Neueingestellte Frauen verdienen durchschnittlich 23 Prozent weniger als Männer. Vergleicht man Frauen und Männer im gleichen Beruf mit ähnlichen individuellen Merkmalen lag der Unterschied bei rund 15 Prozent. Unter Berücksichtigung des geschlechtsspezifischen Bewerbungsverhaltens reduziert sich die bereinigte Verdienstlücke sogar um mehr als die Hälfte auf rund 7 Prozent.

Frauen bewarben sich seltener bei Betrieben mit höheren Löhnen und häufiger bei solchen mit niedrigeren Löhnen. Ihre Bewerbungsquote bei Hochlohnfirmen war um mehr als 25 Prozentpunkte niedriger als die der Männer. Bei den zehn Prozent der Betriebe mit den niedrigsten Löhnen bewarben sich im Mittel rund 55 Prozent Frauen und 45 Prozent Männer.

Flexibilitätsanforderungen, die mit einer ausgeschriebenen Stelle einhergehen, beeinflussen das Bewerbungsverhalten. Mit zunehmenden Flexibilitätsanforderungen steigt der Anteil der Bewerbungen von Männern. Im Mittel bewarben sich etwa 30 Prozent Frauen auf Stellen mit häufigen Dienstreisen und wechselnden Arbeitsorten. Dagegen lag der Anteil der Bewerbungen von Männern bei circa 70 Prozent. Auch legten Männer größere Pendeldistanzen zu Hochlohnfirmen zurück als Frauen, speziell im Vergleich zu Müttern. Mütter, die in geringerem Maße Flexibilitätsanforderungen nachkommen können, haben im Vergleich zu Männern und kinderlosen Frauen die höchsten Verdiensteinbußen.

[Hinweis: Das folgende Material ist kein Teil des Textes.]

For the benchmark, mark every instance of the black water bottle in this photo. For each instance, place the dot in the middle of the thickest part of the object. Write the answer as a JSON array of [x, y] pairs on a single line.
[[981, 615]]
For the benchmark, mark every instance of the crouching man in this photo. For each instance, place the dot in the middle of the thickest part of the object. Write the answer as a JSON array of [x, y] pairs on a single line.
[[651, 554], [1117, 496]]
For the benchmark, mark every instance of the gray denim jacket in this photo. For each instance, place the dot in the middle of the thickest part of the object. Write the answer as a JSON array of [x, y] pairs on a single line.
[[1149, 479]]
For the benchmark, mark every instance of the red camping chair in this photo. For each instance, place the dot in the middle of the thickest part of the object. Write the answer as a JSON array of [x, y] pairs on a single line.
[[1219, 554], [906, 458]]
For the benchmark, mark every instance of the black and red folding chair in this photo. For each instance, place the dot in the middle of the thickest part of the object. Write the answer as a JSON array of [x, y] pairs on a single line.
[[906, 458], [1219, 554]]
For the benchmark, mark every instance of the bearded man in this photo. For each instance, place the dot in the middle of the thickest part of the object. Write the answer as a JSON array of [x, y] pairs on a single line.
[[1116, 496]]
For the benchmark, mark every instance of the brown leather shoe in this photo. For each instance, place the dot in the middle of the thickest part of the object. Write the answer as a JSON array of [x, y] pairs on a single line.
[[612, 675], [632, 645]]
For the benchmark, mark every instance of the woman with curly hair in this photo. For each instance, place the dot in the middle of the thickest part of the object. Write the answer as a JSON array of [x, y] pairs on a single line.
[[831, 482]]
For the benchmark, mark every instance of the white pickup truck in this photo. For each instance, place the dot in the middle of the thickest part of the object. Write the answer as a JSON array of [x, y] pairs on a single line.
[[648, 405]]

„Eine bessere Vereinbarkeit von Beruf und Familie, etwa durch flexiblere Arbeitsmodelle und mehr Kinderbetreuungsmöglichkeiten, sowie eine gerechtere Aufteilung der Sorge-Arbeit zwischen beiden Elternteilen könnte die individuelle Flexibilität erhöhen, was sich wiederum positiv auf das Bewerbungsverhalten und die Verdienstmöglichkeiten auswirken könnte“, erklärt IAB-Forscher Benjamin Lochner.